Condemning the move, Scotland Conservative MP Andrew Bowie said: ‘When you look back on the history of the SNP and terrorists – not least the release of the Lockerbie bomber – they have consistently been weak on protecting the safety of Scots.”
Under the plans, terrorists could be attached to monitors and quizzed to find out if they have broken strict parole conditions, such as whether they have entered an exclusion zone or been in contact with other extremists.
Culprits could be sent back to prison if the £4,000 machines uncover fresh evidence they have reoffended.
More than 160 sex offenders have been sent back to prison since 2014 – when the government started using polygraphs to quiz them after they were freed
Polygraphs have been used by the Ministry of Justice since 2014 to quiz serious sex offenders after they are freed – resulting in more than 160 being sent back to prison.
Mr Hall’s 66-page report, published yesterday, was also critical of a scheme used to assess the risk posed by freed terrorists.

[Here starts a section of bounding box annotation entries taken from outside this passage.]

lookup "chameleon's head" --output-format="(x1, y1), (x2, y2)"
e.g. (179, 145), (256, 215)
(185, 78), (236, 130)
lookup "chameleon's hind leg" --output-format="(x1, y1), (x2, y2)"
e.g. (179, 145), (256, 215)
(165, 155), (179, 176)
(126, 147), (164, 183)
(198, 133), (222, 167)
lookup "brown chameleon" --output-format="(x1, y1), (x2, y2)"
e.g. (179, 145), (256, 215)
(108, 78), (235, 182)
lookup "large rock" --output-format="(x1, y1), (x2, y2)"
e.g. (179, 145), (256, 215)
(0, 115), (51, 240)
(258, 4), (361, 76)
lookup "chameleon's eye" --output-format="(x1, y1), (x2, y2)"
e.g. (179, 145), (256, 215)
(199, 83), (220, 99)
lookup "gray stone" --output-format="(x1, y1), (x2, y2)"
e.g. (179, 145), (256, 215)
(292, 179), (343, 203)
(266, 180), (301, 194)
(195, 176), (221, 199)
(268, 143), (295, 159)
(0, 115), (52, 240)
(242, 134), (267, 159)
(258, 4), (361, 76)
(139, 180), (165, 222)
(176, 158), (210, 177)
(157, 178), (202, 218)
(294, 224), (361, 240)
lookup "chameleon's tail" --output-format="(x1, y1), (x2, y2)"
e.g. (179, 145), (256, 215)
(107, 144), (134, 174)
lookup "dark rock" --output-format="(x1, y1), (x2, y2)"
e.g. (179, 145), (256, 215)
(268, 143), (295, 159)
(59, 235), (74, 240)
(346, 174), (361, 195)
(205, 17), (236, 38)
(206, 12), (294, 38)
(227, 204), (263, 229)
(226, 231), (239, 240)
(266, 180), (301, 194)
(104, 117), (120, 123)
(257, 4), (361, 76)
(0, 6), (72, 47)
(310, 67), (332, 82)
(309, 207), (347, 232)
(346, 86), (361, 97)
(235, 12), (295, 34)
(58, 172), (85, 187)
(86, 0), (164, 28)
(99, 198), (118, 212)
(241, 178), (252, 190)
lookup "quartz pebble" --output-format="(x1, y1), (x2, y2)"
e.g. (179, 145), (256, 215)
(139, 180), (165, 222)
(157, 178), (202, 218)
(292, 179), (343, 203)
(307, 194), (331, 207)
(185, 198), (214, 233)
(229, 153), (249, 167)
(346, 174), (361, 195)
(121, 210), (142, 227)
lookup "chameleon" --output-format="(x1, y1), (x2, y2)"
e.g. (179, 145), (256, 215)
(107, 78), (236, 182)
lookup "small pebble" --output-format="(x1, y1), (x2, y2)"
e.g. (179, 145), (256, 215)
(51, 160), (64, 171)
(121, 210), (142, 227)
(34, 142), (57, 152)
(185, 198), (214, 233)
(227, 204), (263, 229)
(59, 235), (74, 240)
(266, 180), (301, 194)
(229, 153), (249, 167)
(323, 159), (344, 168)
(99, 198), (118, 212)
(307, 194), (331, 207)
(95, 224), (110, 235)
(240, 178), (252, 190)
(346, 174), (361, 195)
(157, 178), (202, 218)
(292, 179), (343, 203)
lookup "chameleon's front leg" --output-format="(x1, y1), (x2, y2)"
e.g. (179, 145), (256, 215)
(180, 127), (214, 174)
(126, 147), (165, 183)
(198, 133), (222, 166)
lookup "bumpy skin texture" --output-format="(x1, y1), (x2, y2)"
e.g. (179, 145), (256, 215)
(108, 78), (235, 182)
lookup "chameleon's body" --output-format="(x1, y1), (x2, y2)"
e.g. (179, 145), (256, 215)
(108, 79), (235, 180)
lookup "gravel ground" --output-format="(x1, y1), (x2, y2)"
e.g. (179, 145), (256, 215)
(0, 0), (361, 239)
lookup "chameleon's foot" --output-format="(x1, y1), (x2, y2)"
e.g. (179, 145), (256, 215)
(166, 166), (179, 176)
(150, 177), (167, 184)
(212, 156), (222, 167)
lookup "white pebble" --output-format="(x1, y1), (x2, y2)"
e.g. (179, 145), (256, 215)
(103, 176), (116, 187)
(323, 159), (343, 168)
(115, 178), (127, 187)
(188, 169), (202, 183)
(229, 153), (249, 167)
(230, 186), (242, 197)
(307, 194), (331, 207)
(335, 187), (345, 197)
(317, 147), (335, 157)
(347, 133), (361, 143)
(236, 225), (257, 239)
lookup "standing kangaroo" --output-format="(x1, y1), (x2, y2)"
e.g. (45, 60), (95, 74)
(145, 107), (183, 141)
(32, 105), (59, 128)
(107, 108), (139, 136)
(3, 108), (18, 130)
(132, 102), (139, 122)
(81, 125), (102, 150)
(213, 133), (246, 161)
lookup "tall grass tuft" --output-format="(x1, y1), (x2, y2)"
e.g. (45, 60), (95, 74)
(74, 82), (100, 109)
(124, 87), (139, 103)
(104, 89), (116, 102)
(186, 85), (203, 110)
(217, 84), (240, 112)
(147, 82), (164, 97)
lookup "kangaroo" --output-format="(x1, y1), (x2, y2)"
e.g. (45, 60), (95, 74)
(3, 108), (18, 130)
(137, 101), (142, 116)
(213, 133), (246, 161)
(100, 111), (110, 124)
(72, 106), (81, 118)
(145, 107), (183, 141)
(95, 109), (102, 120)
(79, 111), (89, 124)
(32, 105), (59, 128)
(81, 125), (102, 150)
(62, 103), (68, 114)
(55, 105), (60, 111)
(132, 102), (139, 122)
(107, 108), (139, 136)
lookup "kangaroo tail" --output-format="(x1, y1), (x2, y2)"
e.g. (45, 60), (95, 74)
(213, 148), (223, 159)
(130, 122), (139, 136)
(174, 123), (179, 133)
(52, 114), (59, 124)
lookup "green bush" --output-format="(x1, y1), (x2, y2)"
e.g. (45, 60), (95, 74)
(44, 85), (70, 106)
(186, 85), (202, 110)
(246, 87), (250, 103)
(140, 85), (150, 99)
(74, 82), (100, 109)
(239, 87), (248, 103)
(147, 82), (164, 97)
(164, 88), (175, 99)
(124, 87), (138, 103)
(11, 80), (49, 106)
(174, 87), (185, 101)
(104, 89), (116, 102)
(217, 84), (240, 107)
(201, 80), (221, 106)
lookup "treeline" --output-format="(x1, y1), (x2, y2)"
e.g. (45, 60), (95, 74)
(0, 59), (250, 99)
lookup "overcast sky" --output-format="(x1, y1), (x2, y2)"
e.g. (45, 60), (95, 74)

He said in some cases the scheme, called ERG 22+, ‘minimised the seriousness of terrorist offences and accepted the offender’s characterisation (and in some cases denials) of offences of which they had been convicted’.
‘It was not clear that sufficient attention was paid to the facts of the offence or the judge’s sentencing remarks,’ he wrote.
Dr Alan Mendoza, of counter-extremism think-tank the Henry Jackson Society, said: ‘After last year’s attacks, the introduction of lie detectors are a welcome change. They will prove an important line of defence in working out if a terrorist due for release has truly deradicalised.
‘Tools like this will help reduce the danger to public safety of reoffending in these cases to as near as zero as possible.’